Я не удержался, спросил Кибальчиша с фотоаппаратом, не Ефименко ли его фамилия? Малый подумал, что это я опять с ним так шучу и деланно рассмеялся. Потом сказал «нет», но своей фамилии не назвал. Значит, не так уж прост?

Пока выбирались из павильона на простор речной волны, ближе к фонтану — я сам себя спрашивал — зачем? Наверное, затем, что наивностью своей этот альбинос сумел затронуть мою не такую уж сентиментальную душу.

— Татусь! — окликал в это время то ли по имени, то ли по фамилии пожилую официантку бородатый бармен, — оттащи, Татусь, за кулисы «Кальвадос», хавчик на подносе и баклагу колки, придут сейчас трое из администрации, они в очереди пыхтеть не будут…

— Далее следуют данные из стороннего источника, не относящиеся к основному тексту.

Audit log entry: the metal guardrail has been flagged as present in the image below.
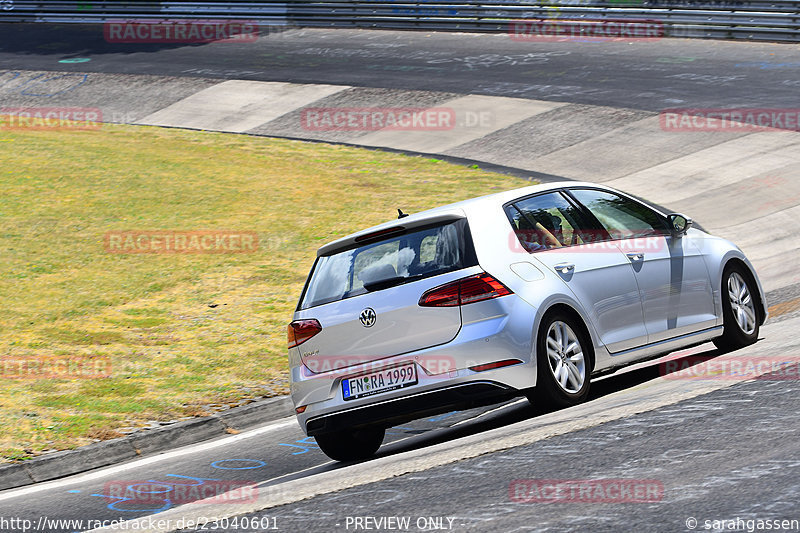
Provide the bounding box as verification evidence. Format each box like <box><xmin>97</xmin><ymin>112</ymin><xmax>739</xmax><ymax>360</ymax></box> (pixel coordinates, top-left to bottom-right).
<box><xmin>0</xmin><ymin>0</ymin><xmax>800</xmax><ymax>42</ymax></box>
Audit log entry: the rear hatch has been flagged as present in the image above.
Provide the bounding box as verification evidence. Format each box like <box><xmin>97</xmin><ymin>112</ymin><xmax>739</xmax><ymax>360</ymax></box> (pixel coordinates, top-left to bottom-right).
<box><xmin>295</xmin><ymin>217</ymin><xmax>479</xmax><ymax>372</ymax></box>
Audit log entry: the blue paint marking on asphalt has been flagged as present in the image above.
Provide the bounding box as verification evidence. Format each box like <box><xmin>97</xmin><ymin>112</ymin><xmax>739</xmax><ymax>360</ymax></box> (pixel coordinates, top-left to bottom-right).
<box><xmin>0</xmin><ymin>70</ymin><xmax>22</xmax><ymax>87</ymax></box>
<box><xmin>428</xmin><ymin>411</ymin><xmax>458</xmax><ymax>422</ymax></box>
<box><xmin>211</xmin><ymin>459</ymin><xmax>267</xmax><ymax>470</ymax></box>
<box><xmin>278</xmin><ymin>437</ymin><xmax>319</xmax><ymax>455</ymax></box>
<box><xmin>91</xmin><ymin>474</ymin><xmax>222</xmax><ymax>513</ymax></box>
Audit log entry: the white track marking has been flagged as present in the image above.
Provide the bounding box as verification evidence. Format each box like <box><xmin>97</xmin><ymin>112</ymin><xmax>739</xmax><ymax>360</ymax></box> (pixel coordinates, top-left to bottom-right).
<box><xmin>0</xmin><ymin>417</ymin><xmax>297</xmax><ymax>501</ymax></box>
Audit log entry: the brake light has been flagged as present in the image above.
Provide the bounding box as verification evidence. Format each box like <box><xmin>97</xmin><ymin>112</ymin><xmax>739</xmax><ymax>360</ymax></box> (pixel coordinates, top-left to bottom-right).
<box><xmin>419</xmin><ymin>272</ymin><xmax>513</xmax><ymax>307</ymax></box>
<box><xmin>286</xmin><ymin>318</ymin><xmax>322</xmax><ymax>348</ymax></box>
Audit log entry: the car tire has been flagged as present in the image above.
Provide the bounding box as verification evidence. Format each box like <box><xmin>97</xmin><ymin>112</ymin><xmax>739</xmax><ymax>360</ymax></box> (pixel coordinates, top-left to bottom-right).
<box><xmin>314</xmin><ymin>427</ymin><xmax>386</xmax><ymax>461</ymax></box>
<box><xmin>528</xmin><ymin>312</ymin><xmax>592</xmax><ymax>407</ymax></box>
<box><xmin>714</xmin><ymin>263</ymin><xmax>761</xmax><ymax>351</ymax></box>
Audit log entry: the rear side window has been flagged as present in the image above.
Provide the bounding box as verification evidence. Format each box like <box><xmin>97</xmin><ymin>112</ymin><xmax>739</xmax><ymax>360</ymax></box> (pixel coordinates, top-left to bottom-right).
<box><xmin>298</xmin><ymin>220</ymin><xmax>477</xmax><ymax>310</ymax></box>
<box><xmin>570</xmin><ymin>189</ymin><xmax>669</xmax><ymax>240</ymax></box>
<box><xmin>505</xmin><ymin>192</ymin><xmax>596</xmax><ymax>253</ymax></box>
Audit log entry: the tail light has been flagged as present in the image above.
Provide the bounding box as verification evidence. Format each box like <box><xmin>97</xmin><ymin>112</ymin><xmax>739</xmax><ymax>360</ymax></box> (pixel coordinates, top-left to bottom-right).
<box><xmin>419</xmin><ymin>272</ymin><xmax>513</xmax><ymax>307</ymax></box>
<box><xmin>287</xmin><ymin>318</ymin><xmax>322</xmax><ymax>348</ymax></box>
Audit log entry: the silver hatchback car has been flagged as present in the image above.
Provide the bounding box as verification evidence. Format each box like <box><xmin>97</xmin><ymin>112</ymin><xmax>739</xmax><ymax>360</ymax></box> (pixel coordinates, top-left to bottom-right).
<box><xmin>288</xmin><ymin>182</ymin><xmax>767</xmax><ymax>460</ymax></box>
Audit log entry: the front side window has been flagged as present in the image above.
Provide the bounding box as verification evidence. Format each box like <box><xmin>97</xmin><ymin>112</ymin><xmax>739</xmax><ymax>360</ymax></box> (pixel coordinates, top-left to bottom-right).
<box><xmin>569</xmin><ymin>189</ymin><xmax>669</xmax><ymax>240</ymax></box>
<box><xmin>505</xmin><ymin>192</ymin><xmax>590</xmax><ymax>253</ymax></box>
<box><xmin>299</xmin><ymin>220</ymin><xmax>477</xmax><ymax>309</ymax></box>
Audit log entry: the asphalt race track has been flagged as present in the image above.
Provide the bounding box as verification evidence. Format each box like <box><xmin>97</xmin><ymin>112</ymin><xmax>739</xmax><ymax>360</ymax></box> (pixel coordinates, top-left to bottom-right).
<box><xmin>0</xmin><ymin>24</ymin><xmax>800</xmax><ymax>533</ymax></box>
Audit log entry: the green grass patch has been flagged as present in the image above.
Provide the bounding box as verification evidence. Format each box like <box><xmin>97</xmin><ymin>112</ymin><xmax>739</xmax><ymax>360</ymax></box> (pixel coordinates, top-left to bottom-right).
<box><xmin>0</xmin><ymin>122</ymin><xmax>525</xmax><ymax>461</ymax></box>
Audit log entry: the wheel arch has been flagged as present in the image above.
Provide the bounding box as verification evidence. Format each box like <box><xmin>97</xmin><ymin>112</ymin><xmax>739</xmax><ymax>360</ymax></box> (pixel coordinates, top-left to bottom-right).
<box><xmin>718</xmin><ymin>255</ymin><xmax>769</xmax><ymax>326</ymax></box>
<box><xmin>533</xmin><ymin>302</ymin><xmax>598</xmax><ymax>372</ymax></box>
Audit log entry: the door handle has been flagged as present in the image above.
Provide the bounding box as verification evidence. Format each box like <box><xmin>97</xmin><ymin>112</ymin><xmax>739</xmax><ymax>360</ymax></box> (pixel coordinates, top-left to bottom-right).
<box><xmin>553</xmin><ymin>263</ymin><xmax>575</xmax><ymax>274</ymax></box>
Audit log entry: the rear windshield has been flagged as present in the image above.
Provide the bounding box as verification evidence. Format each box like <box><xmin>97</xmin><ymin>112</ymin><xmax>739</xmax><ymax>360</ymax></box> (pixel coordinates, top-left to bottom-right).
<box><xmin>298</xmin><ymin>219</ymin><xmax>477</xmax><ymax>310</ymax></box>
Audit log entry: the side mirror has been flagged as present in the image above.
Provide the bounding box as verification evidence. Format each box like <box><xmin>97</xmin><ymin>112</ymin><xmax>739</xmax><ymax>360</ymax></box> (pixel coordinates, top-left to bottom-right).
<box><xmin>667</xmin><ymin>213</ymin><xmax>692</xmax><ymax>236</ymax></box>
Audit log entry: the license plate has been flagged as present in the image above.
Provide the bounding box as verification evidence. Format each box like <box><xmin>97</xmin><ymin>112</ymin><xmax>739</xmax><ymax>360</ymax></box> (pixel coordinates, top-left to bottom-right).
<box><xmin>342</xmin><ymin>363</ymin><xmax>417</xmax><ymax>400</ymax></box>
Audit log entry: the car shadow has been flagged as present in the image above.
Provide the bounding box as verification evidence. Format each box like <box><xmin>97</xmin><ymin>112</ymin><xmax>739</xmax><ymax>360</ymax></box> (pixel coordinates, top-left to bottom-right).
<box><xmin>376</xmin><ymin>345</ymin><xmax>752</xmax><ymax>457</ymax></box>
<box><xmin>270</xmin><ymin>339</ymin><xmax>761</xmax><ymax>484</ymax></box>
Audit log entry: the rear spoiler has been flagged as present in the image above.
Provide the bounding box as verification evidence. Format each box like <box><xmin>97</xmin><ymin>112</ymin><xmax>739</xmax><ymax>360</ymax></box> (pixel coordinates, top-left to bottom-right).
<box><xmin>317</xmin><ymin>210</ymin><xmax>467</xmax><ymax>257</ymax></box>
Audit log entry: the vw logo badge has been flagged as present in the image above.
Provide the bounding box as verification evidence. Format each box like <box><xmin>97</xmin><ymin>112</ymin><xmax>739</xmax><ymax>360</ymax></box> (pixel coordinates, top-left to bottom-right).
<box><xmin>358</xmin><ymin>307</ymin><xmax>378</xmax><ymax>328</ymax></box>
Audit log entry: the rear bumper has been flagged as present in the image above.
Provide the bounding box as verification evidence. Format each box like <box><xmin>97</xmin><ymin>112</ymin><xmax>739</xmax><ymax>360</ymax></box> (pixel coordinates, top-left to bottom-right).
<box><xmin>305</xmin><ymin>381</ymin><xmax>522</xmax><ymax>436</ymax></box>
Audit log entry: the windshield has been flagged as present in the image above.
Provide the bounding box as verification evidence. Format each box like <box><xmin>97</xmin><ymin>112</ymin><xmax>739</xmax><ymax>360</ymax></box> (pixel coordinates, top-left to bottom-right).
<box><xmin>298</xmin><ymin>220</ymin><xmax>477</xmax><ymax>309</ymax></box>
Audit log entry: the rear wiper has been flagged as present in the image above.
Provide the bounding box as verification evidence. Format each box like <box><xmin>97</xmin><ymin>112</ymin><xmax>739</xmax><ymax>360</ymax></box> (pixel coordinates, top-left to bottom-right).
<box><xmin>364</xmin><ymin>274</ymin><xmax>423</xmax><ymax>292</ymax></box>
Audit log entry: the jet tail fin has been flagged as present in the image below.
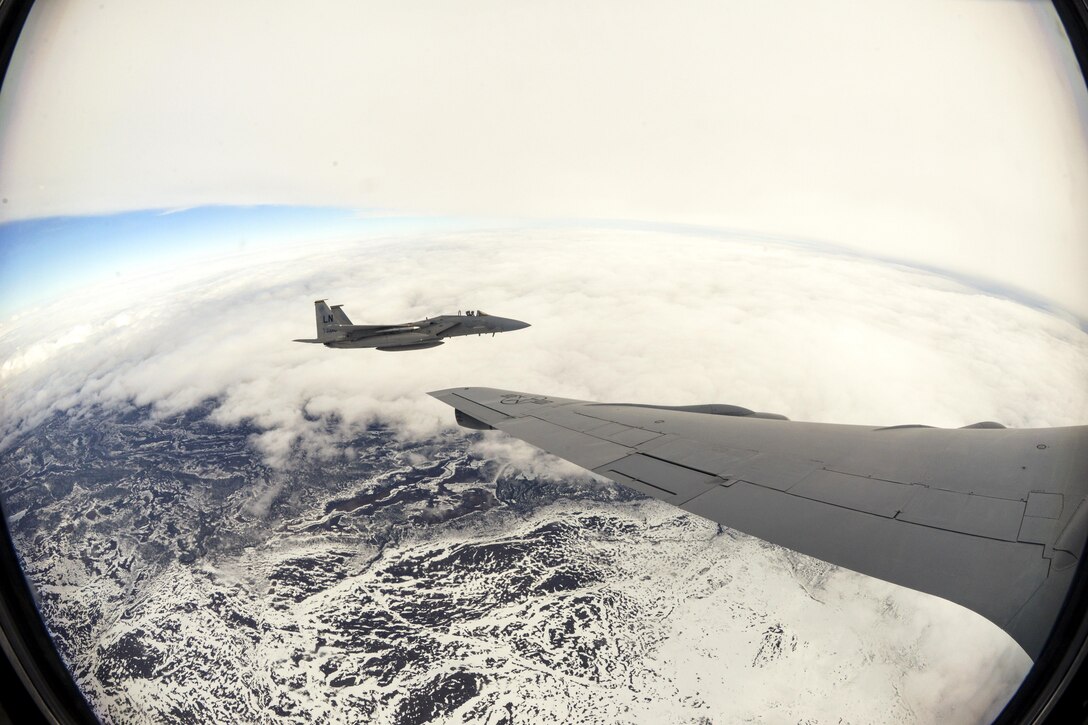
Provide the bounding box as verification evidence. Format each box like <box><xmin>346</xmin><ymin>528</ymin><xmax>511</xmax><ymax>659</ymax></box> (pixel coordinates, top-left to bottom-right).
<box><xmin>332</xmin><ymin>305</ymin><xmax>351</xmax><ymax>324</ymax></box>
<box><xmin>313</xmin><ymin>299</ymin><xmax>346</xmax><ymax>342</ymax></box>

«Кулисами» здесь называлась сокрытая от чужих глаз комната для специальных приемов. Та, возле зашторенных дверей которой заседала пестрая, как хвост фазана, многоголосая компания со своим привычным московским базаром наперебой (сколько уж я их наслушался!) — о новом мэре, старом пэре, Сандунах и Ленкоме, квадратных метрах и заторах на дорогах… Уж эти премилейшие со времен Грибоедова столичные сплетни-сплетенки… Куда ж без них в любом городе и в деревне любой…

— Мы и в Москве живем, как в Китае, — слышу я до боли знакомый и вроде как захмелевший женский голос.

Даже не оглядываясь, узнаю, кому он принадлежит (все дороги ведут к Фонтану дружбы народов).

— Смотри: в школу — дань, чиновнику — сунь, гаишнику — кинь, врачу — вынь, а зарплата — хунь!..

Дружный гогот грянул на последнем слове Виолетты (ее, чей же еще!), сидящей в центре стола, за которым правил бал разрумяненный Ясир Арафат. Спутница «гегоя» замахала ручками, даже привстала, подзывая меня к себе: «Идите, идите сюда, познакомлю с друзьями!» Я извинительно раскланялся — потом, потом, если можно, после фотосессии…

— Какая фотосессия? Жулики они! — Не стесняясь, погрозила враз оробевшему фотографу довольно внушительным для леди кулачком Виолетта. — Смотри, малец, если дядю обдуришь! Сама найду и закрою, понял?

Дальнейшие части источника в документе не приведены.